Clouds may have various ways to trigger the instance that it needs to refresh
its metadata and apply network changes whether or not they implement hotplug.
It also can enable clouds to modify network config independent of add/remove
of devices
Pushing the metadata refreshing and parsing into the datasource class allows
per-datasource control over things like retries and timeouts. Calling into
distro objects for applying network configurations allows per-distro
customizations as needed.
Beyond udev/hotplug
-------------------
Hooking cloud-init from udev does have some limitations. The biggest is the
requirement of adding or removing devices from the system as a mechanism to
trigger cloud-init to refresh-metadata and apply changes. Hotplug only
allows changes to occur alongside with a device change. Things like a network
configuration change on existing devices is not something that hotplug can
handle. Long-running daemons or scripts breaks the design of udev and can
block processing of other events. Due to the nature of hotplug it is not
always possible to ensure that the metadata service is updated before the
event occurs on the system necessitating some form of retry and timeout which
can further run afoul of udev design.
Long-term I do think we'd like some form of daemon which can (in no order of
importance at this time):
- accept cli commands asynchronously (decouple execution from request)
- listen to various sockets (tcp, unix, pipe, vsocket)
- support polling of resources for events
- udev, url, socket, netlink
- cloud-init driven configuration
- clouds and users can control configuration of this daemon
indicating what to do for various events, including custom behavior
This is not a complete requirement list and already a lot of work to acheive.
Hotplug Hooking Details
-----------------------
In the meantime, I'd like to focus on the near-term changes we can make to
address some of the existing user-stories that we can satisfy with hotplug
hooks.
- common udev hook
- ordered very late, allow other handlers to run first
- check if cloud-init is finished booting (don't attempt to reconfigure during first boot)
- check if cloud-init hotplug-hook is enabled (it may be disabled by vendor/user)
> [name=Chad Smith] **cloud-init status --wait** blocks until complete and exits 0 on success
> [name=Ryan Harper] That's a nice touch; in general though checking for result.json in /run/cloud-init is going to be faster than invoking cloud-init at this time.
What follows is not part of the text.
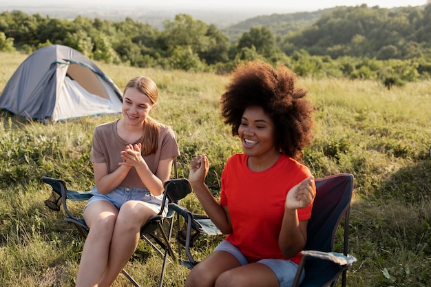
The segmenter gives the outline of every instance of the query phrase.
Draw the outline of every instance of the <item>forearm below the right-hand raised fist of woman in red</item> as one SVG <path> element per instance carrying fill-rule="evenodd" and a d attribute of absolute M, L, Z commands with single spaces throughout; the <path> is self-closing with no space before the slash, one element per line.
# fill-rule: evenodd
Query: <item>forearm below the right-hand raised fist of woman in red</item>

But that's an implementation detail.
- invoke cloud-init subcommands
- datasources will need
- methods for parsing metadata service network config and storing them in
in the 'network_config' attribute
- method for refreshing some or all metadata
- distro class will need
- method for restarting interfaces (ifup/down, etc)
> [name=Scott Moser] This is 'bringup=True' in distro.apply_network_config.
> [name=Ryan Harper] I saw that; that looks promising. It needs some work to help determine what the current OS uses for network management; on systemd-networkd systems there are no 'ifup' equivalent instructions for bringing up a single interface.
- method for restarting networking daemons (service restart)
- cloudinit net module
- support for primary interface designation
- handle routing table rules (ip rule, priority)